METHODS: We conducted a meta-analysis on individual data from 3068 patients with histologically confirmed CHC recruited from 10 clinical centers in Italy, Switzerland, France, Australia, and the United States.

RESULTS: Steatosis was present in 1561 patients (50.9%) and fibrosis in 2688 (87.6%). HCV genotype was 1 in 1694 cases (55.2%), 2 in 563 (18.4%), 3 in 669 (21.8%), and 4 in 142 (4.6%). By stepwise logistic regression, steatosis was associated independently with genotype 3, the presence of fibrosis, diabetes, hepatic inflammation, ongoing alcohol abuse, higher body mass index, and older age.
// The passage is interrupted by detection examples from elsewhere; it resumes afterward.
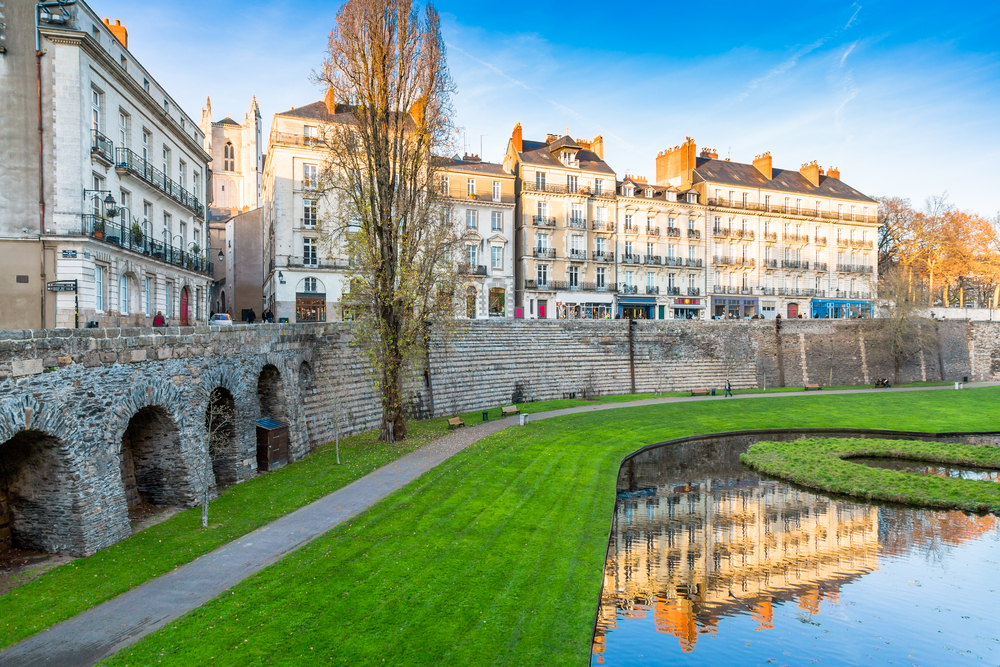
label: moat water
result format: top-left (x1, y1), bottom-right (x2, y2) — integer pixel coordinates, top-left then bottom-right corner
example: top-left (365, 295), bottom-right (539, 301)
top-left (591, 444), bottom-right (1000, 667)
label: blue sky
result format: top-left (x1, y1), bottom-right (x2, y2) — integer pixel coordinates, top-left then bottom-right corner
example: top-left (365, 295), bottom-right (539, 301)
top-left (92, 0), bottom-right (1000, 216)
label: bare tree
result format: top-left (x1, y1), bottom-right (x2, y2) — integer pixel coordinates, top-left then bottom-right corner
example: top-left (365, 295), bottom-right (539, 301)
top-left (318, 0), bottom-right (463, 441)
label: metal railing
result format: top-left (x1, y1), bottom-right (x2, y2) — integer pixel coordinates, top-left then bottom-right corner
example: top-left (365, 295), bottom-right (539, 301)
top-left (115, 148), bottom-right (205, 218)
top-left (80, 215), bottom-right (212, 275)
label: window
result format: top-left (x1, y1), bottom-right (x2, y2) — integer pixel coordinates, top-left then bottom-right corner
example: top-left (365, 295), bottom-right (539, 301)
top-left (118, 276), bottom-right (128, 315)
top-left (302, 238), bottom-right (318, 266)
top-left (302, 164), bottom-right (317, 188)
top-left (90, 89), bottom-right (104, 132)
top-left (118, 111), bottom-right (129, 148)
top-left (94, 264), bottom-right (104, 313)
top-left (302, 199), bottom-right (316, 227)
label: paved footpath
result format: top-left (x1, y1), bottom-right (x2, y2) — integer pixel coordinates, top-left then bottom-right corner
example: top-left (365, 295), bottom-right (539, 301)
top-left (0, 382), bottom-right (988, 667)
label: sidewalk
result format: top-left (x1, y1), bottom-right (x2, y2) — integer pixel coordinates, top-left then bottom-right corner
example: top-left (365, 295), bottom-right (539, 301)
top-left (0, 382), bottom-right (988, 667)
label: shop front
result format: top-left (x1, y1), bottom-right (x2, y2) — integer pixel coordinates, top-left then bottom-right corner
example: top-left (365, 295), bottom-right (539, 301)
top-left (618, 296), bottom-right (656, 320)
top-left (811, 299), bottom-right (872, 319)
top-left (671, 297), bottom-right (705, 320)
top-left (712, 296), bottom-right (758, 320)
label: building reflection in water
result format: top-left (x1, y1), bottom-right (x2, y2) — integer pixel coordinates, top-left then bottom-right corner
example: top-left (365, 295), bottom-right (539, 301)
top-left (593, 443), bottom-right (996, 663)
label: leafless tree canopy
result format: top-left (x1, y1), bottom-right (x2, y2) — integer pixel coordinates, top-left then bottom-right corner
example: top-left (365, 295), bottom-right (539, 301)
top-left (319, 0), bottom-right (464, 439)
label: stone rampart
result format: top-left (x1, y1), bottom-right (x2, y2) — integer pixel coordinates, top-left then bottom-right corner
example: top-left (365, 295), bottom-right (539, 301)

Fibrosis was associated independently with inflammatory activity, steatosis, male sex, and older age, whereas HCV genotype 2 was associated with reduced fibrosis. In the subgroup analyses, the association between steatosis and fibrosis invariably was dependent on a simultaneous association between steatosis and hepatic inflammation.

CONCLUSIONS: In this large and geographically different group of CHC patients, steatosis is confirmed as significantly and independently associated with fibrosis in CHC. Hepatic inflammation may mediate fibrogenesis in patients with liver steatosis. Control of metabolic factors (such as overweight, via lifestyle adjustments) appears important in the management of CHC.